On June 21, 2013, the California Department of Insurance (“CDI”) submitted its Proposed Action and Notice of Public Hearing to adopt regulations listing conditions that the Commissioner may consider in determining whether an insurer is operating in a hazardous condition. If a hazardous condition is found, the Proposed Regulations permit the Commissioner to issue an Order requiring that the insurer take specific steps to correct, eliminate, or remedy the condition.

The Proposed Regulations list 20 conditions which the Commissioner may consider in making a determination whether an insurer is operating in a hazardous condition. Most are directly related to adverse findings relating to the insurer’s financial condition discovered upon review of the insurer’s filed financial statements and holding company filings. However, one of the conditions the Commissioner may consider is “adverse findings reported in market conduct exam reports.” This would include both rating and claims examinations. This suggests that the CDI is attempting to bring market conduct examinations within the framework of “hazardous financial condition.”

The Proposed Regulations permit the Commissioner to issue an Order following his determination that the continued operations may be hazardous based on any part or all of the 20 conditions. The most controversial aspect of the Proposed Regulations permits the Commissioner to order the insured to comply with any of the corrective measures in the Proposed Regulations. The corrective measures include, among others, increasing capital and surplus, suspending dividends, documenting adequacy of premium rates, and adopting and utilizing governance practices acceptable to the Commissioner. 
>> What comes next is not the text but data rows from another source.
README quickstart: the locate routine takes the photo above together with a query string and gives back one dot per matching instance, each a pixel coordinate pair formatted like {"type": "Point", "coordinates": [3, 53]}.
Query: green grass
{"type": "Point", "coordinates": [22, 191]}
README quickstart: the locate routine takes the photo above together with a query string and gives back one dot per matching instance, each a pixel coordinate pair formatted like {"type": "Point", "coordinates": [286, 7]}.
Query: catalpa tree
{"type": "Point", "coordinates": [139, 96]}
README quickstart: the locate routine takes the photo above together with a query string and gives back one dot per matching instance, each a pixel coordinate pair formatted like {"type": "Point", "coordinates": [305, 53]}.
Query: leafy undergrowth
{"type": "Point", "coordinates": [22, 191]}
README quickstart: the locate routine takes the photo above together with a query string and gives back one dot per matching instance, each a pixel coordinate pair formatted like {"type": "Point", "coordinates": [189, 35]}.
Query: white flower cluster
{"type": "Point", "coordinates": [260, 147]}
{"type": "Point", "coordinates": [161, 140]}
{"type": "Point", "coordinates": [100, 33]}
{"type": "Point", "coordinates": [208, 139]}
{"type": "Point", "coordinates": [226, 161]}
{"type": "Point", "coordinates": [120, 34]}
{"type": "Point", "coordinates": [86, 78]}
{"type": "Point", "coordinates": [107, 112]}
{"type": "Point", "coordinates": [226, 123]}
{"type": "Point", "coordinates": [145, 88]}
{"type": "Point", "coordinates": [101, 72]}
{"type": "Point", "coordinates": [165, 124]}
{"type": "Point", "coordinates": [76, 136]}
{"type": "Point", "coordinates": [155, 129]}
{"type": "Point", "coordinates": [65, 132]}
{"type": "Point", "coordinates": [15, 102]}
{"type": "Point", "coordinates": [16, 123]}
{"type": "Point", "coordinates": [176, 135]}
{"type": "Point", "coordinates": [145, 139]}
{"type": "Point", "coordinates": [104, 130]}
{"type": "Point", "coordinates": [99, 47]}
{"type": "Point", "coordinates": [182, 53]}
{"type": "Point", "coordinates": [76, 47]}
One of the corrective actions is the ability of the Commissioner to “increase the insurer’s liability to an amount equal to any contingent liability if there is a substantial risk that the insurer will be called upon to meet the obligation undertaken within the next 12 month-period.” 

There is no administrative hearing process to resolve disputes involving the Commissioner’s corrective action Orders. Rather, once the Order is issued, the insurer has the opportunity to be heard by requesting a meeting with the Commissioner. Thereafter, the only redress for the insurer is to seek a judicial challenge. 

Based on the fact that these Proposed Regulations provide increased powers to the Commissioner to order corrective actions based on his finding of hazardous conditions without a hearing, we believe that their legal authority will be closely scrutinized. Among the concerns we highlight the inconsistency with accounting rules and express statutory provisions which establish and limit the Commissioner’s authority.


DISCLAIMER: Because of the generality of this update, the information provided herein may not be applicable in all situations and should not be acted upon without specific legal advice based on particular situations.